Faction represented in the Knesset
- 2026-: Yesh Atid

Personal details
- Born: 22 November 1988 (age 37) Tamra, Israel

= Muhammad Abu Elhega =

Arab-Israeli educator (born 1988)

Muhammad Abu Elhega (born 22 November 1988) is an Arab-Israeli educator, public activist and Israeli politician currently serving as a member of the Knesset for Yesh Atid since 2026. He heads the Arab headquarters within the party and is the founder of the Atidna youth movement, which defines itself as an Arab-Zionist youth organization.

== Biography ==
Abu Elhega was born and raised in Tamra.
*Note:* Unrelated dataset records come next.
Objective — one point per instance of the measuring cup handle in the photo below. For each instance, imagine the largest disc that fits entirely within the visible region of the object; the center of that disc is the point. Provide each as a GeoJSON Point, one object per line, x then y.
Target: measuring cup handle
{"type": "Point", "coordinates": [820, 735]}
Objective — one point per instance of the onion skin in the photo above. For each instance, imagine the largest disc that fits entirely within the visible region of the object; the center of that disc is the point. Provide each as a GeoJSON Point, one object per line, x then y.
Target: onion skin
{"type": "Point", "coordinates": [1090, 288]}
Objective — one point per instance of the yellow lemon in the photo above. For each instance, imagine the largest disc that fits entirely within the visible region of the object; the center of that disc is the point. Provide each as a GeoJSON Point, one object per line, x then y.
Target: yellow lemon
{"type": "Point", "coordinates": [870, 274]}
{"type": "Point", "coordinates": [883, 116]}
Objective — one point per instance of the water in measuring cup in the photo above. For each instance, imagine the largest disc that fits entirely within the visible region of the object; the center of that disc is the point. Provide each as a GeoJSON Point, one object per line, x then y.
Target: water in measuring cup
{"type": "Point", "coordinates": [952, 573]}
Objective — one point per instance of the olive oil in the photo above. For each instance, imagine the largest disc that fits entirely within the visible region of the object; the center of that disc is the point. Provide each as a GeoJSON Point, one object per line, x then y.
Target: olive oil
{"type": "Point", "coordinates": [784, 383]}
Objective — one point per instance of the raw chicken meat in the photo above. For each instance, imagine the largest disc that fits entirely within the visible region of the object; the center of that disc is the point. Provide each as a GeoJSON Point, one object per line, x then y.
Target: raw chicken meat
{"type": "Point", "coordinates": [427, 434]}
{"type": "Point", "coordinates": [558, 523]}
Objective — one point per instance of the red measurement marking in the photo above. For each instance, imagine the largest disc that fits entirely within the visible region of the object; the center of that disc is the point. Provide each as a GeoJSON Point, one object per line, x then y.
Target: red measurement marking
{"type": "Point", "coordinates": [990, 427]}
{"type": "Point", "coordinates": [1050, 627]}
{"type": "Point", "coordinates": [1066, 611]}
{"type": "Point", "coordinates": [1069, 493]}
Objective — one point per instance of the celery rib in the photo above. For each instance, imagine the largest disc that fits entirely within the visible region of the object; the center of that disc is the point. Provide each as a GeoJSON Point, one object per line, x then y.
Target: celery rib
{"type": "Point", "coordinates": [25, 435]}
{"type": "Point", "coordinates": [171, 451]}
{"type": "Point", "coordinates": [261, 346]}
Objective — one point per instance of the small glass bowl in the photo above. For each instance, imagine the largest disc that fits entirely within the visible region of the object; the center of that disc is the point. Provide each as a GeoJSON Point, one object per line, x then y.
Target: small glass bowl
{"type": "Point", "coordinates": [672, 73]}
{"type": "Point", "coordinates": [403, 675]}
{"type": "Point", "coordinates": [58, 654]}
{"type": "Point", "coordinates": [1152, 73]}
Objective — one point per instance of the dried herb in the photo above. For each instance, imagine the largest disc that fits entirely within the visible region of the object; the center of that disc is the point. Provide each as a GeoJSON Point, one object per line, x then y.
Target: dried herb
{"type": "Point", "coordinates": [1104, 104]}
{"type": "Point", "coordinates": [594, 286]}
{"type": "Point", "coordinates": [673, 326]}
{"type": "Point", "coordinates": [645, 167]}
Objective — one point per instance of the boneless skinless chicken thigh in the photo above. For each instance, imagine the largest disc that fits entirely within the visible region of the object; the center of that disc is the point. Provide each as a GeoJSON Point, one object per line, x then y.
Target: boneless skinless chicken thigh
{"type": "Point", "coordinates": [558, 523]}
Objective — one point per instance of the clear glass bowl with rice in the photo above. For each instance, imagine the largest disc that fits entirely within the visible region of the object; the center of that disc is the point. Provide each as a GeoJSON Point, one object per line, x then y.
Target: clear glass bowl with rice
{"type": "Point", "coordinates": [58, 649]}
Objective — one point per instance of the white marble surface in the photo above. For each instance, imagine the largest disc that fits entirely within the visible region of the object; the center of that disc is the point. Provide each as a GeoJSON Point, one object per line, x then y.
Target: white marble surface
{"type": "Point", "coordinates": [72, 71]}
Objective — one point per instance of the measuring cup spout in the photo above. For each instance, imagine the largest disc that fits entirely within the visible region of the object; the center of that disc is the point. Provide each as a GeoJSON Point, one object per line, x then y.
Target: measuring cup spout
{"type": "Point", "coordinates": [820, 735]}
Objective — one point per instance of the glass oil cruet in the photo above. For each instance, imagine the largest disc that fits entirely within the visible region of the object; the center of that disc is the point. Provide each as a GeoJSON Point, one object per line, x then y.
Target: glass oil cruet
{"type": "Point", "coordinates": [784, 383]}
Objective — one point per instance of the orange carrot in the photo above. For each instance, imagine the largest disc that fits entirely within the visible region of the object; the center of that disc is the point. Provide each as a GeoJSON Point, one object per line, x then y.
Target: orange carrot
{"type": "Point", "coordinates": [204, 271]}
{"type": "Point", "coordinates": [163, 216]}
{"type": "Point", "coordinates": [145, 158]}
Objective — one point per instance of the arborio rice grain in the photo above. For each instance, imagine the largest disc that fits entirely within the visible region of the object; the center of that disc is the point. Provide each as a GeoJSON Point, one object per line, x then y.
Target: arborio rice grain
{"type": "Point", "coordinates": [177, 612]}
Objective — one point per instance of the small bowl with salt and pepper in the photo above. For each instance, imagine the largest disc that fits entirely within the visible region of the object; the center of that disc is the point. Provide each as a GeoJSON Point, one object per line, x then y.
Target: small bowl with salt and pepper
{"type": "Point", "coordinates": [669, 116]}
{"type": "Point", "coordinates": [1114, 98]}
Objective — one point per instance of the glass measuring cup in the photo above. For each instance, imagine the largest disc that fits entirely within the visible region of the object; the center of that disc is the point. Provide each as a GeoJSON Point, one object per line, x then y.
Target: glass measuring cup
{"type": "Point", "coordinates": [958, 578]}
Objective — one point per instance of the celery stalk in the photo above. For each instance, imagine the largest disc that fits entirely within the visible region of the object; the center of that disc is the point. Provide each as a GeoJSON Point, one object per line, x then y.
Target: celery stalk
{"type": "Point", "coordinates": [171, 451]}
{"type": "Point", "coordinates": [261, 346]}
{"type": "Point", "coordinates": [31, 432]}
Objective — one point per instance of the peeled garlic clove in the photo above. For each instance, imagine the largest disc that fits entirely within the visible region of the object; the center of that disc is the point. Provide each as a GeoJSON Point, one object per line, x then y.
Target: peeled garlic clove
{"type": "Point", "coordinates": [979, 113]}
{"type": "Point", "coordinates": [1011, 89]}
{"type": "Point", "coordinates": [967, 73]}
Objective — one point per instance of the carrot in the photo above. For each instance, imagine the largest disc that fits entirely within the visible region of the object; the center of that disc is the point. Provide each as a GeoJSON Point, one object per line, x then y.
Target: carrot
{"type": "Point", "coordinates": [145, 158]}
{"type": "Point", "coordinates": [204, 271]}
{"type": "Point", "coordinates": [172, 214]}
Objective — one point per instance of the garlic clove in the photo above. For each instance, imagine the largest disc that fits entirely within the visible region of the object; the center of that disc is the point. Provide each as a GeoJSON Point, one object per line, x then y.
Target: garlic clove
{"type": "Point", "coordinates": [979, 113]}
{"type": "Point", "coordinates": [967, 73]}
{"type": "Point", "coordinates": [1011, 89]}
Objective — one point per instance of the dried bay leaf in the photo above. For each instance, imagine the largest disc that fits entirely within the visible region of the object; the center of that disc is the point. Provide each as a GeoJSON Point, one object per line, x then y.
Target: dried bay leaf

He has a bachelor's degree in law from the University of Haifa. He founded Atidna, the first Arab Zionist youth movement in Israel. He also served as head of the informal education department at the Tamra municipality.

=== Political career ===
Abu Elhega is the head of Arab headquarters for Yesh Atid.

He was given the 29th slot on Yesh Atid's electoral list in the 2022 Knesset election, but was not elected as the party won 24 seats. He became a member of the Knesset on 28 July 2026 following the resignation of Ron Katz.

=== Personal life ===
Abu Elhega is married and has three daughters. He is a Sunni Muslim.